In the UK, smoking during pregnancy kills 4000 babies annually and costs an extra £20–90 million for pregnancy and infant care. Only 5–10% of pregnant smokers quit when offered current interventions. We aimed to assess efficacy, cost-effectiveness, and acceptability of adding £400 of shopping vouchers to routine pregnancy smoking cessation services.
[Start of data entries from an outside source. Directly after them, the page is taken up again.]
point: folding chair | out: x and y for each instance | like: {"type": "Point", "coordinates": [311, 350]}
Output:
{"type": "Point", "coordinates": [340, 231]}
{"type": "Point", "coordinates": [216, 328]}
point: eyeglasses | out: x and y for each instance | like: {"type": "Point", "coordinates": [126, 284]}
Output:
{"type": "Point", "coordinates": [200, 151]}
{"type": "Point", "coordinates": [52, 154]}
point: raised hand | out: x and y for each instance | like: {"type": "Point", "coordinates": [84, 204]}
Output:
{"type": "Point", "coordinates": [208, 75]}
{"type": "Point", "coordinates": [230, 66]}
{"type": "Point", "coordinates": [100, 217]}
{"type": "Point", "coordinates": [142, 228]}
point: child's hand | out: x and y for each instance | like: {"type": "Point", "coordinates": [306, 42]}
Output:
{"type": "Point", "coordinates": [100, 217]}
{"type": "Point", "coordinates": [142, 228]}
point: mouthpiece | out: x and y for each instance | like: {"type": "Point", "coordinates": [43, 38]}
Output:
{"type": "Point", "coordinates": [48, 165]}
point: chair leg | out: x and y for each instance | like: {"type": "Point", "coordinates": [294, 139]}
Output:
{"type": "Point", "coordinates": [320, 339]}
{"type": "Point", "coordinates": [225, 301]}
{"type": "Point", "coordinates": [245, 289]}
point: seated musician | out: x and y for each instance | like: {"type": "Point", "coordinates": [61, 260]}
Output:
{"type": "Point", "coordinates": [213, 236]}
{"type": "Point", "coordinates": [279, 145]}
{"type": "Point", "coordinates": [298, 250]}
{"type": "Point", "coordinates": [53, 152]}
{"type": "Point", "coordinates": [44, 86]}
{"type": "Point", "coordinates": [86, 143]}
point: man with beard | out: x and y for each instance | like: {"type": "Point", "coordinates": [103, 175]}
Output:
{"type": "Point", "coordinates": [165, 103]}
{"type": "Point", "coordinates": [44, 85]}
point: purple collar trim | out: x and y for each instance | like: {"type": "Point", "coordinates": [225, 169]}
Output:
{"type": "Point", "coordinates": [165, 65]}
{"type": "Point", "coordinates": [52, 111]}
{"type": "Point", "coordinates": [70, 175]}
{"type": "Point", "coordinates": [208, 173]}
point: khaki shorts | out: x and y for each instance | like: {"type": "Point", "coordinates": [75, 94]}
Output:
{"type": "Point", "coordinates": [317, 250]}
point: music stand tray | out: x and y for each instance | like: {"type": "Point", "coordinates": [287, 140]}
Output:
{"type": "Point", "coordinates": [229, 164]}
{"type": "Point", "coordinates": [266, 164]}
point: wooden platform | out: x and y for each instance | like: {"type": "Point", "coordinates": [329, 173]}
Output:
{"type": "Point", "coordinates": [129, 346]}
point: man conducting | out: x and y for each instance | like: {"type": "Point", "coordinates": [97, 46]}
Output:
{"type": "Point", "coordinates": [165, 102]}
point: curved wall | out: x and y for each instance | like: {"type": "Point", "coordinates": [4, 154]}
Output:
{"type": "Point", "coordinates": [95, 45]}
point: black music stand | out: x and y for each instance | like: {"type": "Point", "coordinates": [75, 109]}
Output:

This study was a phase 2, single-centre, single-blinded, parallel-group individually randomised controlled superiority trial with qualitative and health economic components. Participants were self-reported pregnant smokers referred to Stop Smoking Services between Dec 15, 2011, and Feb 28, 2013, in Greater Glasgow and Clyde, Scotland. Randomisation, with allocation concealed from staff and participants, was by computer generated permuted blocks of four. 306 participants were randomised to routine care and 306 to the intervention (routine care plus incentives), giving 90% power to detect an increase in smoking cessation from 4·0% in women in the control group to 11·4% in women given incentives. Assessors of the primary outcome were masked to allocation. Women in both groups were offered routine care—namely, the offer of face-to-face contact to set a quit date, 10 weeks' free nicotine replacement therapy, and support calls weekly for 4 weeks. In addition, women in the intervention group were offered £50 in vouchers for setting a quit date, £50 if carbon monoxide confirmed smoking cessation after 4 weeks, £100 after 12 weeks, and £200 in late pregnancy (34–38 weeks' gestation). The primary outcome, analysed by intention to treat, was self-report of quitting in late pregnancy corroborated by cotinine in saliva (<14·2 ng/mL) or urine (<44·7 ng/mL). Cost-benefit analysis used routine and trial derived data. Ethics approval supported telephone consent. This trial is registered with Current Controlled Trials, ISRCTN87508788.
Significantly more smokers who were offered incentives quit than did controls (69/306 [23%] vs 26/303 [9%], 95% CI 8·3–19·5). Three control participants opted out. The relative risk of smoking in late pregnancy was 0·85 (95% CI 0·79–0·91). No harms were reported, and incentives were acceptable to clients and health workers. Short-term incremental cost per quitter was £1127 and longer-term cost per quality-adjusted life year gained was £482.
This trial provides evidence for the efficacy and cost-effectiveness of financial incentives, which must now be tested in other centres and with varied cessation services.